Movin’ and Groovin’

“To change the world, start with one step.
However small, the first step is hardest of all.”

What gets you up everyday? (And no, your alarm clock’s incessant beeping is not a valid answer.) We all have our obligations and duties; some mundane, only defined by the repetitive motions they possess, others by their unpredictability, vulnerable to a sense of spontaneity. Whatever the case may be, a lot of us may answer, “I don’t have a choice. I have to get up to go to work.” But why? What propels you to keep going? Is it money? Is it power? Maybe it’s the need for order in your own life.

The Affinity HR group met with a group of employees from my company to talk about our motivators and how they tie in with the DISC assessment we had performed a year ago (see below for a further description.) First, each person started with writing down the three reasons why he/she comes to work. For me, it was people, purpose and routine. I thought this would be difficult for me to come up with, but I wrote these three words down in literally five seconds.
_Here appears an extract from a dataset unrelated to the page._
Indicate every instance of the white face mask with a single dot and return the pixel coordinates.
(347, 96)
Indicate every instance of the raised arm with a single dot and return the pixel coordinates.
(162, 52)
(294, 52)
It was almost as if I had subconsciously contemplated it before.

From there, the six natural motivators were explained, and each person’s natural placement was revealed. The six motivators are:

1) Theoretical: These people love learning. They thrive in environments where they are constantly gathering new and improved information on various topics. They love research and analysis and aren’t satisfied unless they are deemed an “expert” in any given category.

2) Utilitarian: Money, money, money! Well, it’s not all dollar signs for these  people. Those grouped in this motivator category are all about what they will be getting as a return on their investments. Whether it be time, dollars, or energy, these people want to know it’s worth it!

3) Aesthetic: The first word that comes to mind for this group is “zen.” These people love balance and harmony. They are motivated by how things appear, and ideally, that would be seamless and beautiful. They work through visions and need their endless thirst for creativity constantly quenched.

4) Social: Not only does this group thrive on the people they are surrounded by, but they also love to help those in need. They are constantly reaching out to lend a hand not only monetarily, but with their skill sets and abilities. This group is extremely selfless, wanting to give back all the resources that are available to them.

5) Individualistic: Picture this group on top of a mountain, shaking their fists and shouting orders. These people love being in control. They almost NEED to have a position of true power and authority. They work best when they are leading others.

6) Traditional: Routine and a reason for everything are what keeps this group going. Many things to this group may seem black and white, as there is a specific system in place to address all issues and problems. These people do not waiver; they are by the book and live for policies and procedures.

Everyone has two motivators, a primary and a secondary. Each feed off one another in order to keep everything balanced. At first, I was pretty taken aback by my results. My utilitarian motivator was extremely high, dominating all the other categories by a crazy margin. The runner up was social, but it still wasn’t anywhere near where my theoretical money-grabbing hands were. I looked at the graph and thought, “Oh my goodness– I am an insane, selfish person. My top motivator is MONEY?! And INVESTMENTS?! How is this possible?

Come to find out, the results weren’t as cursing and demeaning to my character as I had made them out to be. Basically, my results are interpreted in this way:

Money and finances are extremely important to me, not because of  the tangibles, but because of what it means for my family to be completely financially secure. I ultimately want to retire at an early age and be able to live financially free without any bills/debt hanging over my head, and this is what kicks my utilitarianism into high gear.  This is all very true for me (hence my obsession with budgeting spreadsheets and Dave Ramsey,) so I backed away from the ledge at this point.

My results went on to say that once my family is completely taken care of, I want to be able to give as much as I can in all facets of life. I want to earn to give… hmm… I had never really thought about it like that, but that’s definitely me! What could be more rewarding than writing your most cherished non-profit a hefty check to help serve those in need? That’s has to be the epitome of happiness. As Dave Matthews would croon, “If you give, you begin to live…”

So with all of that said, take some time and think about your motivators. I promise you once you pinpoint them, you’ll work with much more purpose, knowing what gets you going.